Ganimede. E se vorrò giocare, chi giocherà con me? Sull’Ida eravam tanti compagni.
Giove. Anche qui avrai un compagno, che, vedilo, è Amore, e giocherete insieme a dadi. Però fà cuore, stà lieto, e non pensare alle cose di laggiù.
Ganimede. E che mi farete fare? avete bisogno d’un pastore anche qui?
Giove. No; tu mi mescerai, avrai cura del nèttare, e d’apparecchiare il convito.
Ganimede. Questo non m’è difficile; chè io so come si versa il latte, e come si serve nella tazza d’ellera.
Giove. E rieccolo al latte: egli crede di servire agli uomini. Qui è il cielo, e t’ho detto che noi beviamo il nèttare.

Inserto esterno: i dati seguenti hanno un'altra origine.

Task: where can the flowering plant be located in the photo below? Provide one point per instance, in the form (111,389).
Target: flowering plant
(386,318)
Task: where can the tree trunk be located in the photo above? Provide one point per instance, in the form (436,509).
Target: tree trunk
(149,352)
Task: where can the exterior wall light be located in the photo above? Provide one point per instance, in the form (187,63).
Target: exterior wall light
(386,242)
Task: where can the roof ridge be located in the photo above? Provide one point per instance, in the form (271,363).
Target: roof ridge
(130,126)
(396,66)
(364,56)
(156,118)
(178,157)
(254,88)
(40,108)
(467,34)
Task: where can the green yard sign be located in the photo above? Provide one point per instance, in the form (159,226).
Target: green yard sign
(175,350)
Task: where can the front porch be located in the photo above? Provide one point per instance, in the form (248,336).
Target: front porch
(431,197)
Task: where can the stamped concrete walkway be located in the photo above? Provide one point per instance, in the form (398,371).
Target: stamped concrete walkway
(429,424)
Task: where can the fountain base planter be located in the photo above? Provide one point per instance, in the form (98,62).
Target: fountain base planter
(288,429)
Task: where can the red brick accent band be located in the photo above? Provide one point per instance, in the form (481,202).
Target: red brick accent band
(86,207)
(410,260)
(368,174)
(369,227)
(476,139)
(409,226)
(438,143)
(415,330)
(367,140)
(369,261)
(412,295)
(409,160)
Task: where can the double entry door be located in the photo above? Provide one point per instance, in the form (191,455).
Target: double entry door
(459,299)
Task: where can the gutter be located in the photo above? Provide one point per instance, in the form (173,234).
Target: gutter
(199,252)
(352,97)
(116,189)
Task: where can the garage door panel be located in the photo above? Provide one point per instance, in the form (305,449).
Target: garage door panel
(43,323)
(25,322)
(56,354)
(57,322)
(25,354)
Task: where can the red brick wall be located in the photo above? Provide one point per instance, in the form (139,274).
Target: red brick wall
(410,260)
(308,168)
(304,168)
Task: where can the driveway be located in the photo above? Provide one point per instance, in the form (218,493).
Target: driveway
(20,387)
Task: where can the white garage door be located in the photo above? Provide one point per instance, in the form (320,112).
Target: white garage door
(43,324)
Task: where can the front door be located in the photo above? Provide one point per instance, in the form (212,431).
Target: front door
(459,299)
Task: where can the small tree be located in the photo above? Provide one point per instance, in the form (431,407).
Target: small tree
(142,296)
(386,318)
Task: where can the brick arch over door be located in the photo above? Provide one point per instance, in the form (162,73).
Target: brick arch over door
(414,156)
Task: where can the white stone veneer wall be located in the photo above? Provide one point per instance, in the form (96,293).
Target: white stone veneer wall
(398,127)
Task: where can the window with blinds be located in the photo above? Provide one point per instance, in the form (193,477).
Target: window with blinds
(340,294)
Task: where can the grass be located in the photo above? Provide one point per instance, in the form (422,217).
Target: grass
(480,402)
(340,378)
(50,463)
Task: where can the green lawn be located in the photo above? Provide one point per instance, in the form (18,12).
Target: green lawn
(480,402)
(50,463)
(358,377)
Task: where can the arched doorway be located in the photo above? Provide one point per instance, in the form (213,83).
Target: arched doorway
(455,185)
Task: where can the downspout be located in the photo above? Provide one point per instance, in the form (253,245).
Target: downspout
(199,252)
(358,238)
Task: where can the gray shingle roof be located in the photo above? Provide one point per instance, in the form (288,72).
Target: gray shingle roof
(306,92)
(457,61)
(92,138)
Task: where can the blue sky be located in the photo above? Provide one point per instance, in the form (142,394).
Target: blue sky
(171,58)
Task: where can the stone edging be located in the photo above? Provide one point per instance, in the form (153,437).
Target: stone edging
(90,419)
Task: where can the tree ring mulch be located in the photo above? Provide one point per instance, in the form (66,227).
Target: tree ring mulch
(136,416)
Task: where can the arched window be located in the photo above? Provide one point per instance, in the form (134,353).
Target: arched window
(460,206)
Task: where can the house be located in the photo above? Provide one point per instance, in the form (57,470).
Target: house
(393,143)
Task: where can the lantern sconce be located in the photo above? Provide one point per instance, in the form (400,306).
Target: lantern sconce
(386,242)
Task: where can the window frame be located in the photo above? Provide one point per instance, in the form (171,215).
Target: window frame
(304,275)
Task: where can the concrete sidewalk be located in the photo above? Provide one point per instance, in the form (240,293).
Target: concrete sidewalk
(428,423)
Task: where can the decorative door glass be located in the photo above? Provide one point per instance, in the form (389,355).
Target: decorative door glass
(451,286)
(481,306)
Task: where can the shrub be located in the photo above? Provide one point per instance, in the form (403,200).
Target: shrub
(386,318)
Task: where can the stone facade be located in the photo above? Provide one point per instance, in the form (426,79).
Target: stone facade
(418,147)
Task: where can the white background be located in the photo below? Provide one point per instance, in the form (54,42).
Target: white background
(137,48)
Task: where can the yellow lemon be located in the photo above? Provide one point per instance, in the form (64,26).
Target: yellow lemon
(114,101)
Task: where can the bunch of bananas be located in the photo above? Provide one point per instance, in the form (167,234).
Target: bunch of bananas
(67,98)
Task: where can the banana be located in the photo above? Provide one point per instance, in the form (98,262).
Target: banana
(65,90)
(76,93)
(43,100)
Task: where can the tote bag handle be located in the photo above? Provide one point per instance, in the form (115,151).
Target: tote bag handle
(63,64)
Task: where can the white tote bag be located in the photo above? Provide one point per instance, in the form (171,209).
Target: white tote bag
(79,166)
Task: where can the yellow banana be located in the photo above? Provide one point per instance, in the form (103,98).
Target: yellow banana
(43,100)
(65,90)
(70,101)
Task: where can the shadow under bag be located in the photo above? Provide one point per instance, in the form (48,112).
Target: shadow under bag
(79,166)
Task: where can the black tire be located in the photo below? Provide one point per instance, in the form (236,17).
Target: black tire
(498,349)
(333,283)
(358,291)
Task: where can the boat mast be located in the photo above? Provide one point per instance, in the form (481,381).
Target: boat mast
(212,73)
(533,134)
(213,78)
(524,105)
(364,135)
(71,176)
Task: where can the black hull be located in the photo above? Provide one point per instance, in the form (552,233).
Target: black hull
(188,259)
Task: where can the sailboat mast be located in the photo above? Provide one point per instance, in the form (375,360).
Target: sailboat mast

Ganimede. Ed è più dolce del latte, o Giove?
Giove. Lo saprai or ora; e quando l’avrai gustato, non desidererai più il latte.
Ganimede. E dove dormirò la notte? forse col mio compagno Amore?
Giove. No; i’ per questo t’ho rapito, per farti dormire con me.
Ganimede. Ah, non potresti star solo, e però hai piacere di dormire con me.
Giove. Sì: e poi tu se’ sì vago, o Ganimede, se’ sì bello!
Ganimede. E che ti fa la bellezza pel sonno?
Giove. Gli dà maggior dolcezza, lo fa venir più soave.
Ganimede. Eppure il babbo si dispiaceva quand’io mi corcavo con lui, e la mattina contava che io lo svegliavo rivoltandomi, dando calci, e parlando nel sonno: onde spesso mi mandava a dormir con la mamma. Or vedi, se tu dici di avermi rapito per questo, di ripormi in terra: se no, tu starai svegliato, chè io ti molesterò continuamente rivoltandomi.
Giove. Questo sarà il più gran piacere che mi darai, se io veglierò con te baciandoti spesso ed abbracciando.
Ganimede. Te lo vedrai tu: io dormirò, io, e tu bacerai.
Giove. Vedremo allora il da fare. Ora, o Mercurio, menalo teco, e fattagli bere l’immortalità, riconducilo a noi coppiere, che abbia prima imparato come si deve porger la tazza.